Include a link/hyperlink to related suggestions, debugging guide, and the latest version of your project that the users can access to see if the enhancement they intend to suggest has already been addressed or implemented in other ways. Encourage users to be as detailed as possible on their suggestions and offer a link to an enhancement suggestion template to get structured and detailed suggestions. Encourage them to test if their enhancement gets the desired behavior by providing access to the project config settings
- Coding conventions and Style guide: For GIT commit messages, let the user know what tense, mood, number of characters, and other stylistic formats to use in the project. For example, you can instruct users to use present tense only, restrict the number of characters on the first line, or even whether emojis are allowed, and how to include them. Address how to reference issues, pull requests, and how to include certain codes in this section of the CONTRIBUTING.md.
Give code examples using different scripts such as JavaScript, Documentation, Coffee Script, or Specs style guides to guide the user in the coding conventions that you are using in the project.
- Other Components
These are components that address housekeeping and your responsibilities as far as interactions in the project are concerned.

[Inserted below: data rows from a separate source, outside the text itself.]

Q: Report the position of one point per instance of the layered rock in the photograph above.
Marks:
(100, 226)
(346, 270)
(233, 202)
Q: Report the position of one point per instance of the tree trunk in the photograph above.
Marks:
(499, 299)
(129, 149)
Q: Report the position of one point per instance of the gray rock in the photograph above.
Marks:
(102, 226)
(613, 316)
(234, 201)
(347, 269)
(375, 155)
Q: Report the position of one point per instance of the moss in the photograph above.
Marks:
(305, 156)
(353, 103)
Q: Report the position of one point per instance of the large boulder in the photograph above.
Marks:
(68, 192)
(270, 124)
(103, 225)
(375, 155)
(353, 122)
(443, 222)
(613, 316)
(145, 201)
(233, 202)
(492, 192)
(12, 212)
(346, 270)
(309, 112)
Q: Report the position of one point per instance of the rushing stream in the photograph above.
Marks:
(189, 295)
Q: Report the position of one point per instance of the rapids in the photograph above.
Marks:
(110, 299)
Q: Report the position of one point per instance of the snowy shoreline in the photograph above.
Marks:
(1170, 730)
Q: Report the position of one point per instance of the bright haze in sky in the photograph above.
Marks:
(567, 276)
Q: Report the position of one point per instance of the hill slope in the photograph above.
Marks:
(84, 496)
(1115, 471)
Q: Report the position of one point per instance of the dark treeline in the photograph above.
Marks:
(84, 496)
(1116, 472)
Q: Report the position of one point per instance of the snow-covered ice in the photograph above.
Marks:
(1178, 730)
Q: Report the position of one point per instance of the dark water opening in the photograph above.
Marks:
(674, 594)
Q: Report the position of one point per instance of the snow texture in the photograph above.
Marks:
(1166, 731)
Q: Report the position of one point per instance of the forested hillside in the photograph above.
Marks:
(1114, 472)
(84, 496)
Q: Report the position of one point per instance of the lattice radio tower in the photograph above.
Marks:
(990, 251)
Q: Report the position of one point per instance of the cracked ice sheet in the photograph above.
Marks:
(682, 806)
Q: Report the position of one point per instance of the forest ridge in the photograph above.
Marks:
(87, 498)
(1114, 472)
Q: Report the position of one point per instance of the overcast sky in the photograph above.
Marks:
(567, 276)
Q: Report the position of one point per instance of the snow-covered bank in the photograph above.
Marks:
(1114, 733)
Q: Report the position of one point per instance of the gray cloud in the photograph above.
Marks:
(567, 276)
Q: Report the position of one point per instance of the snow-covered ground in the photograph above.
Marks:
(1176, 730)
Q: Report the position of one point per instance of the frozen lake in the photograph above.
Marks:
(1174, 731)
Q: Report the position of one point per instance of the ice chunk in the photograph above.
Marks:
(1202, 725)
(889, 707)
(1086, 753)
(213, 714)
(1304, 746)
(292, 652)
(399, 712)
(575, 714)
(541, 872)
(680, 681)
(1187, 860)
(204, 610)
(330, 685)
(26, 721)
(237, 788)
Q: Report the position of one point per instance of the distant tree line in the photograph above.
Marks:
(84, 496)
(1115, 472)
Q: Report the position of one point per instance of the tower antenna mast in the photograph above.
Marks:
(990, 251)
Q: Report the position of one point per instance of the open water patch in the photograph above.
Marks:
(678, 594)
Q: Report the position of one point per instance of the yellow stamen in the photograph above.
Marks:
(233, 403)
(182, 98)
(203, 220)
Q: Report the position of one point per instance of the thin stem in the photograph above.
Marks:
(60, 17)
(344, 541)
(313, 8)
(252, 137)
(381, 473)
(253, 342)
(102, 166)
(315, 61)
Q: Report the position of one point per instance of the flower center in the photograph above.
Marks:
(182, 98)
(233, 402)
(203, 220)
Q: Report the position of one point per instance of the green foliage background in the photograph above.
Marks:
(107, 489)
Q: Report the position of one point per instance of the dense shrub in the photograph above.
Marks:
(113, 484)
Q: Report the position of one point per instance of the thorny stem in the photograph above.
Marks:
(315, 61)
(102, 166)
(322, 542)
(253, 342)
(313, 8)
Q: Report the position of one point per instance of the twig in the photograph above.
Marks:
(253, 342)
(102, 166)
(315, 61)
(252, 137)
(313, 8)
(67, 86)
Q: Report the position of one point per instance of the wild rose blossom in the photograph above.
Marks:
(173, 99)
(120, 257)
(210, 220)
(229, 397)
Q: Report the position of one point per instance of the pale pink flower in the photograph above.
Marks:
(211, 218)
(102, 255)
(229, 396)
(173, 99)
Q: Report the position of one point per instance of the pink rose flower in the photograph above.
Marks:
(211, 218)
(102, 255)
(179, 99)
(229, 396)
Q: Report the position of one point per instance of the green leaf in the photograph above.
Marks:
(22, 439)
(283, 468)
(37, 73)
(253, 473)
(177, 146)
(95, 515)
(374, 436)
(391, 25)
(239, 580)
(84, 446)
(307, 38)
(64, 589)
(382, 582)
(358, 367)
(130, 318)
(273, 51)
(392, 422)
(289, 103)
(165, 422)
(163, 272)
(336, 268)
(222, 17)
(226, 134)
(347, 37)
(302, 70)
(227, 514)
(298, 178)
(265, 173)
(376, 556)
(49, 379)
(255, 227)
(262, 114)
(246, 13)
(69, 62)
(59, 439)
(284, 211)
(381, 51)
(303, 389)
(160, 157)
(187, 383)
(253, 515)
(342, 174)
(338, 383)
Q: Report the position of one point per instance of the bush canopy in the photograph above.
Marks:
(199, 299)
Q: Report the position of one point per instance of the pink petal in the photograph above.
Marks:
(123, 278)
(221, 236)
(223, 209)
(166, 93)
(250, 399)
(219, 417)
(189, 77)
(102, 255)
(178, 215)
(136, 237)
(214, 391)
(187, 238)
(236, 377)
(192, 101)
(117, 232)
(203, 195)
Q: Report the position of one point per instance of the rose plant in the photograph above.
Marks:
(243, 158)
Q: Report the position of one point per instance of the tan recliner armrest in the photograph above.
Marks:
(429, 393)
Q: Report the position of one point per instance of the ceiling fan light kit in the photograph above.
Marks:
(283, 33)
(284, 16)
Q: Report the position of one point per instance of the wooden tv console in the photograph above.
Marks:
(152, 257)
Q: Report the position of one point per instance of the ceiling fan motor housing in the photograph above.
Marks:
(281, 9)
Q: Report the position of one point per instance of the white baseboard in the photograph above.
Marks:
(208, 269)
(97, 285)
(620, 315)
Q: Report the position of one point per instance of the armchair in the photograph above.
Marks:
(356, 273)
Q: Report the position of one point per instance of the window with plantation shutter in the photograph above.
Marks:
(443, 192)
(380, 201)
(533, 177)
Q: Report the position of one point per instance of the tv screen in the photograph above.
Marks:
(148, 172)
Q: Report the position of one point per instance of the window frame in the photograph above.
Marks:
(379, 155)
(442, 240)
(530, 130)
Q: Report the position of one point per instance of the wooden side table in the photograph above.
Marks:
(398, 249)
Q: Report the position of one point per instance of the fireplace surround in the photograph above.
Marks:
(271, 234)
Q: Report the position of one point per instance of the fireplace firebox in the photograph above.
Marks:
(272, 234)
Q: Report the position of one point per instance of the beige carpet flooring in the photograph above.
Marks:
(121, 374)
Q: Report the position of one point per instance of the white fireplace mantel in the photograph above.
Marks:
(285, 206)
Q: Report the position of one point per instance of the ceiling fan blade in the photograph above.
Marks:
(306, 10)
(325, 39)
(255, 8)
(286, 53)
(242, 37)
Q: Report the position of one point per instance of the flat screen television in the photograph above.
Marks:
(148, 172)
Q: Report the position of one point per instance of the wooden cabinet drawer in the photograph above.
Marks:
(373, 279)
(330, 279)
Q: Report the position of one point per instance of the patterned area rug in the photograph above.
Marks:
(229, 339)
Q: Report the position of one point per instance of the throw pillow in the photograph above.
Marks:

Aim at making users feel comfortable working with you. Consider including:
- Code of Conduct – You may want to make this part of your CONTRIBUTING.md to set the tone for contributions. The code of conduct can also be a separate Markdown file linked in the CONTRIBUTING.md or the LICENSE.md.
- Recognition section– Create a “thank you” section for contributors listing any recognition that they might receive for their input in your project.
- Project owner and contributors information: Make the project have a human touch by listing the core contributors, how to contact them, or link to a humans.txt file in your root directory which lets people know who they are working with, that is, humans, not bots.
- Where can I get help? – an extension that has links to reliable communication channels that respond to questions can be a useful inclusion as it shows you are interested in the challenges that the user may be facing with your project and offers you an opportunity to review your work from the users’ point of view.
Reference Files
CONTRIBUTING.md will often reference the LICENSE.md., the README.md, and a human.txt file. You must create all the files you reference in your root directory.
To help you create the LICENSE.md, use follow the link https://creativecommons.org/choose/ or https://license.md/, incorporate relevant text.
The README.md contains a description and set-up and installation details of your project that you may want to reference in your CONTRIBUTING.md. To create a README.md, you can follow the instructions here.
Use the humans.txt file to recognize the contributors. Once the file is deployed, it will be accessible through the link provided on your CONTRIBUTING.md file or your project structure. If you need assistance to create a humans.txt file, follow this example. Remember to be polite and thank people promptly for their contributions, issues, and requests, as this will keep interactions open, and improve the quality of contribution.
You can also create unique ids, known as Digital Object Identifiers, (DOIs) to make your data sets easier to cite in academic literature. Data archiving tools such as Zenodo can assign DOI and issue an archive for a GitHub.com repository.